In a concerted effort to combat the Canon-Nikon DSLR juggernaut on the consumer market, Sony has released a pair of mirrorless interchangeable lens cameras—the Alpha 3000 and the NEX-5T—specifically for the step-up consumer and advanced photo crowd. Both are midlevel models, loaded with features for hobbyist shooters, at competitive prices.
In recent years, the general public has gravitated mostly to smartphones and occasionally to entry level point-and-shoot cameras to capture images on the go. But enthusiasts still pine for compact, lightweight cameras that will yield better image quality and offer more control over their shots—note the enduring popularity of sub-$600 models like the Canon Rebel T3i and Nikon D3100.
Sony has positioned the new Alpha 3000 to compete directly for this class of photographers, while the NEX-5T is additionally designed with entry-level or advanced DSLR users in mind, who seek to eliminate the bulk and weight of a mirrored camera, or who desire a second, lighter camera for everyday shooting.
Sony has equipped both cameras with E-mount lenses, broadening the lens collection for both the Alpha and the NEX lines as well as other Sony cameras. Both have APS-C sized sensors, as do most entry-level DSLRs.
The 20.1-megapixel Alpha 3000 is a mirrorless interchangeable lens camera (a DSLT, which features a fixed translucent mirror). It shares the same Bionz processor as Sony's high-end A99, and offers an ISO range of 100 to 16000 with area-specfic noise reduction for low-light shooting. Videographers get to shoot HD 1080/60i with an option for shooting 1080/24p with ISO up to 3200.
While not a pocket-sized camera (unless you have extremely large pockets), the Alpha weighs in at about 10 ounces with approximate dimensions of 4 by 2 by 1.5 inches. Sony's E-mount design and autofocus operation benefit traditionally minded beginners, and the Alpha is fast and easy to use without a learning curve, Sony says. Using the camera's onscreen controls, you can change the menu system and see real-time effects applied via Live View. The camera is built from the ground up using Live View, so the scene is the same whether you're looking at the LCD screen or through the viewfinder.

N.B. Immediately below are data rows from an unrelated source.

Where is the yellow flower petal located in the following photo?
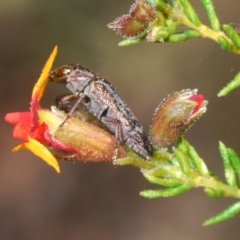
[32,46,57,101]
[12,138,60,173]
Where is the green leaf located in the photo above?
[118,38,141,47]
[185,140,210,177]
[167,30,200,43]
[218,72,240,97]
[228,148,240,179]
[219,142,237,188]
[201,0,220,31]
[204,188,224,198]
[203,202,240,226]
[217,36,232,52]
[223,24,240,49]
[140,185,191,199]
[173,148,192,176]
[143,173,182,187]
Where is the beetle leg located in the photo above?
[55,94,78,110]
[56,94,84,127]
[101,116,124,164]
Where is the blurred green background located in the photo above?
[0,0,240,240]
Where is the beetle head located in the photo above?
[48,64,94,93]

One big difference between advanced and step-up shooters is that the latter are accustomed and even prefer to focus and frame their shots with a high-resolution LCD screen as opposed to a viewfinder. The Alpha 3000 accommodates such Live View composition via its 3-inch, 230,400-dot LCD. Sony is not neglecting the electronic viewfinder, though, and for those who want to use it, there is 100 percent scene coverage though the EVF with QVGA resolution.